萩本 僕、今日は弘兼さんの「新老人のススメ」(徳間書店刊)を読んで来たんですよ。
弘兼 それはありがとうございます。
萩本 でも、弘兼さんってもっと乱暴な人のはずなのに、本を読むとずいぶん印象が丸いもんだから(笑)。ウソ書いてるんじゃないかと思って、今日はそのあたりを暴きに来ました。
弘兼 アハハハハ! 参ったなぁ。今日はお手柔らかにお願いします。
萩本 はい、こちらこそお願いします。
弘兼 萩本さんには3~4年前に、僕がやっていたラジオ番組のゲストに来ていただいたことがあって。
萩本 もうそんなになりますか。
弘兼 その間に萩本さんはなんと大学生になられて。学生生活は、どう過ごされていますか?
萩本 朝はだいたい7時半に起きて、8時15分に大学へ出かけて、9時から3時間ぐらい授業を受けるような毎日です。
弘兼 えっ、毎日!? 僕が大学生の頃なんて、テスト前にちょっと情報を集める目的でしか大学に行きませんでしたよ。語学や体育は出席を取りますから行っていましたけど。
萩本 でしょ? あなた方先輩がそういういいかげんなことをするから(笑)、文科省が気づいて昨年度から厳しくなったんですよ。今は「半期のうち3日以上休んだら、どんなにテストの成績がよくても単位はあげません」って言われます。

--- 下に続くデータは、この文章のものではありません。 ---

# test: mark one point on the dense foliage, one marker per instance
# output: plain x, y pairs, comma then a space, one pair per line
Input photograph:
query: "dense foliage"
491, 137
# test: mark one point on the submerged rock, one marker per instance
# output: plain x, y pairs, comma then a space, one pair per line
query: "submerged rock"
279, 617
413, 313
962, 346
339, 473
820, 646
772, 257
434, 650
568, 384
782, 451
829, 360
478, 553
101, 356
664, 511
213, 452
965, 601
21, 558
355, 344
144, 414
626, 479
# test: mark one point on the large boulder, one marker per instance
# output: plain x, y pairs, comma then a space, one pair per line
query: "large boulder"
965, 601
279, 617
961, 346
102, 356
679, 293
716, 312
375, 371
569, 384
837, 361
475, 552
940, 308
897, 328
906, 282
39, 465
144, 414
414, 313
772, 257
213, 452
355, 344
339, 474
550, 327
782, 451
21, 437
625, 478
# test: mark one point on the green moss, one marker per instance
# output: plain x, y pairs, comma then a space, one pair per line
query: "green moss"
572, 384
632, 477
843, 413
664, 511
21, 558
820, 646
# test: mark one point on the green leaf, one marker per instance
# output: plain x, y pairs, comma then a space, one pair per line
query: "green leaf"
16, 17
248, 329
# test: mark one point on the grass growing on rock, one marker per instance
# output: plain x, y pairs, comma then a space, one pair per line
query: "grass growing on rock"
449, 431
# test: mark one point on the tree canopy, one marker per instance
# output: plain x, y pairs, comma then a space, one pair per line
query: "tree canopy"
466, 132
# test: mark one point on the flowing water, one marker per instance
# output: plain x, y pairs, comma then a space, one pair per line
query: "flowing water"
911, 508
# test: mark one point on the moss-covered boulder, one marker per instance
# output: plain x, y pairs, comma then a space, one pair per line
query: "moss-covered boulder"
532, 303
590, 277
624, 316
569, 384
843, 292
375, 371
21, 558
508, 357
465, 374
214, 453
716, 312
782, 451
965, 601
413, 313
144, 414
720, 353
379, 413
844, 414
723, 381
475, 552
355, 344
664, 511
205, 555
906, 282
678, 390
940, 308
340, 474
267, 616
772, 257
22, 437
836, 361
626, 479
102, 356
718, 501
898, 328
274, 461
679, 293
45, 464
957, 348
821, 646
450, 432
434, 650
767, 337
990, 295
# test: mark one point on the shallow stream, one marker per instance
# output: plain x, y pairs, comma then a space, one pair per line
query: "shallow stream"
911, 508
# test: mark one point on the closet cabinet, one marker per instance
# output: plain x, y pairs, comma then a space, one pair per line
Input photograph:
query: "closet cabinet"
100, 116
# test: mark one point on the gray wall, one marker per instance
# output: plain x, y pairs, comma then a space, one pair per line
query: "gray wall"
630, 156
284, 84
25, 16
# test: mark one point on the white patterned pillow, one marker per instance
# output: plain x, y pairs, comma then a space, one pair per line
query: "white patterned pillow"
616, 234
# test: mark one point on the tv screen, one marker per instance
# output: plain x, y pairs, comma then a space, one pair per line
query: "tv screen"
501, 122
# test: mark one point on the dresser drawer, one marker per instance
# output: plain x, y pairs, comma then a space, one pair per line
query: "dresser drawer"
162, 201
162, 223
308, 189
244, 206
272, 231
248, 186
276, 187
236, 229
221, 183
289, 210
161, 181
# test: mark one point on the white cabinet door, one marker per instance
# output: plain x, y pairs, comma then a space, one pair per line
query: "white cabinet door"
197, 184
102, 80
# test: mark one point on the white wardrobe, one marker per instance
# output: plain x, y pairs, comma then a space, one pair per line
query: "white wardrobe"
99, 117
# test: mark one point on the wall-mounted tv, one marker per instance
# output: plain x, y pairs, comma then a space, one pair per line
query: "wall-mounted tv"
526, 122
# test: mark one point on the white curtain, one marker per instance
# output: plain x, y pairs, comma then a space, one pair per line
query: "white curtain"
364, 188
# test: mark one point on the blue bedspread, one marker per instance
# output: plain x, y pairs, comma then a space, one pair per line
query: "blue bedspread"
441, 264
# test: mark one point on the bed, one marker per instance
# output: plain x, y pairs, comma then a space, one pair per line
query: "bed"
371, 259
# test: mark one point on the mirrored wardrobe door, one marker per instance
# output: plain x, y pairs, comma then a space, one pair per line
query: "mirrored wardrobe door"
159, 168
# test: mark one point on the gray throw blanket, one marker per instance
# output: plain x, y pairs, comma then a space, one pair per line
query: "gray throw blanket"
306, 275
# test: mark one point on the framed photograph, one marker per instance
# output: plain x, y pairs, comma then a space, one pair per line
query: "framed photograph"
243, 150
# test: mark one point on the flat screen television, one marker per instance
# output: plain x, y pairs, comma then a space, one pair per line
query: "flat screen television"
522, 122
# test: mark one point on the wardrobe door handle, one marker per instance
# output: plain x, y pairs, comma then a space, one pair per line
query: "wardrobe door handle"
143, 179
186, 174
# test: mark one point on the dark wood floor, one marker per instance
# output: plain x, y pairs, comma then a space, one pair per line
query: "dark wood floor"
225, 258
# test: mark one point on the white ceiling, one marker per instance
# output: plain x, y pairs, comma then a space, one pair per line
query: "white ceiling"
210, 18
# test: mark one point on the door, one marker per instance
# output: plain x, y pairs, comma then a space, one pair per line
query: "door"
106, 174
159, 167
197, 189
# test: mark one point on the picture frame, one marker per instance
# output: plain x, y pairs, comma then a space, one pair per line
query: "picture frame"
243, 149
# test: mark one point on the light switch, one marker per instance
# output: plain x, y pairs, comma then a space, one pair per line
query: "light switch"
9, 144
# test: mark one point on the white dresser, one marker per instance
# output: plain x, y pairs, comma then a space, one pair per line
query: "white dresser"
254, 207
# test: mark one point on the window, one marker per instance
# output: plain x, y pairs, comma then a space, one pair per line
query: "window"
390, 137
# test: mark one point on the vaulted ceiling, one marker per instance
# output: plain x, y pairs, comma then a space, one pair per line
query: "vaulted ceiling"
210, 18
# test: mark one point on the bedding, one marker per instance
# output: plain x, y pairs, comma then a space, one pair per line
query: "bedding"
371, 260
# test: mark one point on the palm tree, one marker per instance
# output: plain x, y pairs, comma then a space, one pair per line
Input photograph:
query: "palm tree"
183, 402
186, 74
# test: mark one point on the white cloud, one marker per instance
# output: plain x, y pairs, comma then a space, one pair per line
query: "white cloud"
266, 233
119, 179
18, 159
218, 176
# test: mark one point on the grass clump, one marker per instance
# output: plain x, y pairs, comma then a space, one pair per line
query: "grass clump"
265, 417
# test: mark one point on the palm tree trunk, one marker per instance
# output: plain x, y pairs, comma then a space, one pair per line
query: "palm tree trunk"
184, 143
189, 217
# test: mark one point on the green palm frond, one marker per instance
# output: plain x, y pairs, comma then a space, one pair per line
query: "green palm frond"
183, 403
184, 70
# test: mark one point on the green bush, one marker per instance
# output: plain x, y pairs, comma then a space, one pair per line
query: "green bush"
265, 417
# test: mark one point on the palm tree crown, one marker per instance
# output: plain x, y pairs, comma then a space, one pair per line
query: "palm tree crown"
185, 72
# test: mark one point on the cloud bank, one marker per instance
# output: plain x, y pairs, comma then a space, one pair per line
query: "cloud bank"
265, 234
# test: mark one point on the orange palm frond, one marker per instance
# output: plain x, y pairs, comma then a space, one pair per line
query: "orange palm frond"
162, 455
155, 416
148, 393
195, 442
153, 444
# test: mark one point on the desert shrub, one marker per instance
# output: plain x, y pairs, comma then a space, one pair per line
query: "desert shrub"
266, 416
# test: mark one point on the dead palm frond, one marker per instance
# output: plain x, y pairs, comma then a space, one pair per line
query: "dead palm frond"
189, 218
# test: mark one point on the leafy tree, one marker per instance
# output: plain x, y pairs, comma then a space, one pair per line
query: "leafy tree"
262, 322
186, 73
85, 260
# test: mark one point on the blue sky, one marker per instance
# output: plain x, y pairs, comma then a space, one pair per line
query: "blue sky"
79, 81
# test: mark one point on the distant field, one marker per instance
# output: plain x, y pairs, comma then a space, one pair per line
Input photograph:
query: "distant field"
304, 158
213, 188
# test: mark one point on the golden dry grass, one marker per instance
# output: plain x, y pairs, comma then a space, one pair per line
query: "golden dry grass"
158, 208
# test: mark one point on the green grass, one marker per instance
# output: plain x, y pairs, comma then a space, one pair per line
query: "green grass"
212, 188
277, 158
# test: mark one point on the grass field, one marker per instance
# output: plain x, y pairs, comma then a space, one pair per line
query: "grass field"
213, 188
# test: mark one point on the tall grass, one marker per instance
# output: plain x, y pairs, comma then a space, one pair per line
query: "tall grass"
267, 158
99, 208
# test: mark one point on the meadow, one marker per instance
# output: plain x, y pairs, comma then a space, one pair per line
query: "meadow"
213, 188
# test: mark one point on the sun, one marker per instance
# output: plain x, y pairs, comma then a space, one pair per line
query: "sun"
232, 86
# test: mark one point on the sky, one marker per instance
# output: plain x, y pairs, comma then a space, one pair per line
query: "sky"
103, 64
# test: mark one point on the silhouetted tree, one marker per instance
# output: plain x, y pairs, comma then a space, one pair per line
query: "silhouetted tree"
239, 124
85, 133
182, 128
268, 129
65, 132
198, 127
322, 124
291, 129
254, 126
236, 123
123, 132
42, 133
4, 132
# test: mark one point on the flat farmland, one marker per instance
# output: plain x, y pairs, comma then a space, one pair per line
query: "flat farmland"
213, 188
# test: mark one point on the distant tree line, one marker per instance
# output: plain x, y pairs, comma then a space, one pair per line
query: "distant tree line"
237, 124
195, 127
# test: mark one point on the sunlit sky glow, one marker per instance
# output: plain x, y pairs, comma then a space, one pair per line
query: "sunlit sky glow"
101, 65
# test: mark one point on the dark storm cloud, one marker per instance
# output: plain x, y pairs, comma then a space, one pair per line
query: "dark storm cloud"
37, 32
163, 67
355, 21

弘兼 へぇ~、今はちゃんとしているんですね。授業は、どんなものを受けてるんですか?
萩本 仏教学部ですから仏教の授業、あと英語、ドイツ語、体育、インターネットの授業とかですね。
弘兼 えっ、体育も!?
萩本 ありますよ。何かスポーツを1つ選ばないといけないんです。ですから先生に、「こんな年寄りに体育なんて、殺す気か」って言いましたけど(笑)。
弘兼 何を選択しました?
萩本 ゴルフです。いちばん動かなくていいから(笑)。
弘兼 アハハハハ、なるほど。
萩本 でも、こっちは生徒でしょ。打ったら球は自分で拾いに行かなきゃいけないんですよ。
弘兼 それは大変だ。
萩本 ですから、なるべく打たないようにするんです。先生は指導しながら学生全員を見て回ってますから、僕のところには30分に1回ぐらいしか回ってこない。そうすると授業は90分ですから、3発だけ打てばいい。で、打った球は隣の学生に頼んで拾ってきてもらう(笑)。
弘兼 楽しそうでいいなぁ(笑)。語学はどうですか? 英語はまだしもドイツ語なんて覚えられないでしょう。僕なんかもう単語1つも覚えてないですよ。
萩本 いや、でも覚え方をくふうすれば何とかなるんですよ。例えば、英単語ってカタカナの読み方だと覚えにくいので、僕は漢字でルビを振るんです。
弘兼 あ、それは僕も中学の時にやってましたよ。エルビス・プレスリーの「ハウンド・ドッグ」って歌の最初の歌詞を「湯煙 梨腹 波雲堂」って書いて「ゆえん なしばら はうんどう」って覚えてたんです。それと同じですね。
萩本 そう。そうやって漢字を1つでも入れておくと、その単語はすぐに出てくるんです。覚え方の作戦が立てられるものは、僕は難しいと思わないですね。
弘兼 すごいなぁ。
●萩本欽一(はぎもと・きんいち) 1941年東京都出身。66年に坂上二郎と「コント55号」を結成、たちまちお茶の間の人気者に。80年代には「欽ちゃんのどこまでやるの!?」などで視聴率「100%男」の異名を取るまでに。昨年4月に駒澤大学仏教学部に入学、大きな話題を呼んだ。
●弘兼憲史(ひろかね・けんし) 1947年山口県出身。早稲田大学法学部卒業後、松下電器産業(現パナソニック)勤務後、74年に漫画家デビュー。主な代表作は「島耕作」シリーズ、「黄昏流星群」など。